Chicago Transit Ridership Panel

Project link: https://github.com/eric-mc2/DNCTransit

This page describes the steps I took to create a panel dataset of ridership across different Chicago transit systems. I did this to practice econometric modeling.

Transit modes and data sources

Included modes

  • Train, Bus, Rideshares - from the City of Chicago (used Socrata API and sodapy python package)
  • Bikeshares aka Divvy Bikes - from Lyft (used s3fs python package to access public Amazon S3 bucket)

Excluded modes

  • Metra commuter rail (public data is available but too coarsely aggregated)
  • Pace city-suburb bus link (have not checked availability)
  • Walking / Biking (vendored data is available – ie cell phone location data – but would be hard to isolate from other transit modalities)
  • Driving (public data is available – ie road segment usage – but haven’t seriously looked yet)

Extra data

  • Geographic boundaries - from US Census Bureau (used pygris python package)
  • Landmark boundaries - also from City of Chicago

ETL Pipeline

Major steps in processing this data:

  1. Extract
    1. Get raw unit-level data (i.e. train stations, bus lines)
    2. Get raw ridership time series data
  2. Transform
    1. Account for schema drift in each data source
    2. Merge unit info and time series data
    3. Compute and add covariates for regression
  3. Merge
    1. Merge transit modalities at different spatial and time aggregations
  4. Choose
    1. Choose best aggregation for regression modeling

ETL Illustration

Some datasets were better organized than others.
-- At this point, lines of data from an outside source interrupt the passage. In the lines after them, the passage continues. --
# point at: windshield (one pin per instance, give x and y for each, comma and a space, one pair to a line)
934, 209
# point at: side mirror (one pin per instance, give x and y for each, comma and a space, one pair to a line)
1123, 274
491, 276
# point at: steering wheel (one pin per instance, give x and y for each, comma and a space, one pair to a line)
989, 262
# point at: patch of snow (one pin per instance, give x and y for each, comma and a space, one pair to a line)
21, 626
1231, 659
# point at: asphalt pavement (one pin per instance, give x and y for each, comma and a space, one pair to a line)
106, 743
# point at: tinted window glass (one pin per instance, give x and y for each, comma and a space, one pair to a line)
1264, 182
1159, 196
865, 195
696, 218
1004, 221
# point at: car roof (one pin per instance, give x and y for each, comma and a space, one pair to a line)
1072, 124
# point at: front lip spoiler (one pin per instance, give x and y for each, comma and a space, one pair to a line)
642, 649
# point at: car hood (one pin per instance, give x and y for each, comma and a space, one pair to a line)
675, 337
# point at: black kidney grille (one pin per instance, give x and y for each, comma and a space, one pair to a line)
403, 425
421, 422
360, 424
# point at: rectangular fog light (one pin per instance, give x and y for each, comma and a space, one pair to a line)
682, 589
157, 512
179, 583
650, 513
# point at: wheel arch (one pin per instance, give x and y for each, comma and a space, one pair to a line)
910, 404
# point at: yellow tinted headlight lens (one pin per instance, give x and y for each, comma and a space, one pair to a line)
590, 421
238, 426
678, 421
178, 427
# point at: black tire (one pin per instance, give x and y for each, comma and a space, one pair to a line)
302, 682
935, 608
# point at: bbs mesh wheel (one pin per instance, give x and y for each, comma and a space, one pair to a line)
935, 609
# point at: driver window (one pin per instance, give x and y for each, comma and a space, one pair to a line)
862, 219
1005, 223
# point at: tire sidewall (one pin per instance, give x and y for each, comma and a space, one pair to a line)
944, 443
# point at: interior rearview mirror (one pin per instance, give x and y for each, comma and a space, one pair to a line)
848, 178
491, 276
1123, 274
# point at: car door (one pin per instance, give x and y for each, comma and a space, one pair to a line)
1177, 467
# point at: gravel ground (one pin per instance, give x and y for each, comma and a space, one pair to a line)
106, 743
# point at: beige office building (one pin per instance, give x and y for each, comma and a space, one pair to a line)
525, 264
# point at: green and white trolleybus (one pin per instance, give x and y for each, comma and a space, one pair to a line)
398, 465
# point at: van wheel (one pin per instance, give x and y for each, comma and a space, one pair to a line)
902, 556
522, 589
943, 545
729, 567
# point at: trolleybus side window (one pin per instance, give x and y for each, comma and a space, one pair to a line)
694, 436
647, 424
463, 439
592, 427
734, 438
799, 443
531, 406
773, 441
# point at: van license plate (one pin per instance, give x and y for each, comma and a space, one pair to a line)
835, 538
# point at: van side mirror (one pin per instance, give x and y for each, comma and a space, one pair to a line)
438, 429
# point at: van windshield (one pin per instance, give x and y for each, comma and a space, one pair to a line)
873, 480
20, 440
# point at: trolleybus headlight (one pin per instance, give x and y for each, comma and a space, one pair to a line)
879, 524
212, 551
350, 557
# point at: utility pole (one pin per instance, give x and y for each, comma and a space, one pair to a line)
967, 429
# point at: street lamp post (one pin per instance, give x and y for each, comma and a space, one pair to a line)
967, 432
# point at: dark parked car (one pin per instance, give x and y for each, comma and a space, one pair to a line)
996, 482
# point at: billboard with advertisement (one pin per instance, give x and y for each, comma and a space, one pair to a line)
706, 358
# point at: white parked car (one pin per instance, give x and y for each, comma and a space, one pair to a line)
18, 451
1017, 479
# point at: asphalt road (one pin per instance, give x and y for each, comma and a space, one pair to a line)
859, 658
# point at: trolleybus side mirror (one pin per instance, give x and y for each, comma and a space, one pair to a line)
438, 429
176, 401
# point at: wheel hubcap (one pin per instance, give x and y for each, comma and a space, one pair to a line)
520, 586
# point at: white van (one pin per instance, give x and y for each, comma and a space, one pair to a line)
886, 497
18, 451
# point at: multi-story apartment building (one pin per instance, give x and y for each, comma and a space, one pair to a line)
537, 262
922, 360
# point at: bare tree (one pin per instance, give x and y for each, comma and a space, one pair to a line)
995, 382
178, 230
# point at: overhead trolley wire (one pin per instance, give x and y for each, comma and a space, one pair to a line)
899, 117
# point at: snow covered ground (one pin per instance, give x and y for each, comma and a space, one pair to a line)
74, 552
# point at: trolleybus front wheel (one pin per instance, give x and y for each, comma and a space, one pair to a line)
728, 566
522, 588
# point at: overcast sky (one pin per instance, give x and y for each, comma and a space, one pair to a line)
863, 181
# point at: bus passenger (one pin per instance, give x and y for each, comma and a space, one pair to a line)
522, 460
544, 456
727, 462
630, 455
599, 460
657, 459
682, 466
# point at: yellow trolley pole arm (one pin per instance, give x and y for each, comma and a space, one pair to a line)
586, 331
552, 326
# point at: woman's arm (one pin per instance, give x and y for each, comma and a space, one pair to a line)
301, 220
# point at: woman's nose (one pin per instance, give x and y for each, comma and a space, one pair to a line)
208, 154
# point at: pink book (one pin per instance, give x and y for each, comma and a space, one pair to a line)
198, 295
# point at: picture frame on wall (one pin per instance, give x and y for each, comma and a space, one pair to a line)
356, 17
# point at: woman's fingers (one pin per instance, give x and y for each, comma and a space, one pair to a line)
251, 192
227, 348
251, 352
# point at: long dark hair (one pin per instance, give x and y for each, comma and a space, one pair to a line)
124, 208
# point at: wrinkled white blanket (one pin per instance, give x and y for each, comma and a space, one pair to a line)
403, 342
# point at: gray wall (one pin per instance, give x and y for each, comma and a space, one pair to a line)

The easier ones only required:

  • selecting spatial and time range to query
  • reading data documentation
  • figuring out which are the table primary and foreign keys
  • light conversion of data and object types

In the simplest of cases, here’s all the code we need to query and arrange a panel:

from src.data.cta import (ChiClient, 
                          BUS_ROUTES_TABLE, 
                          BUS_RIDERSHIP_TABLE)
from src.data.gis import WORLD_CRS
from shapely.geometry import shape

# Query static info about bus routes
client = ChiClient(60)
bus_routes =  client.get_all(BUS_ROUTES_TABLE, select="the_geom, route, name")
bus_routes = (bus_routes
            .assign(geometry = bus_routes['the_geom'].apply(shape))
            .drop(columns='the_geom')
            .pipe(gpd.GeoDataFrame, crs=WORLD_CRS))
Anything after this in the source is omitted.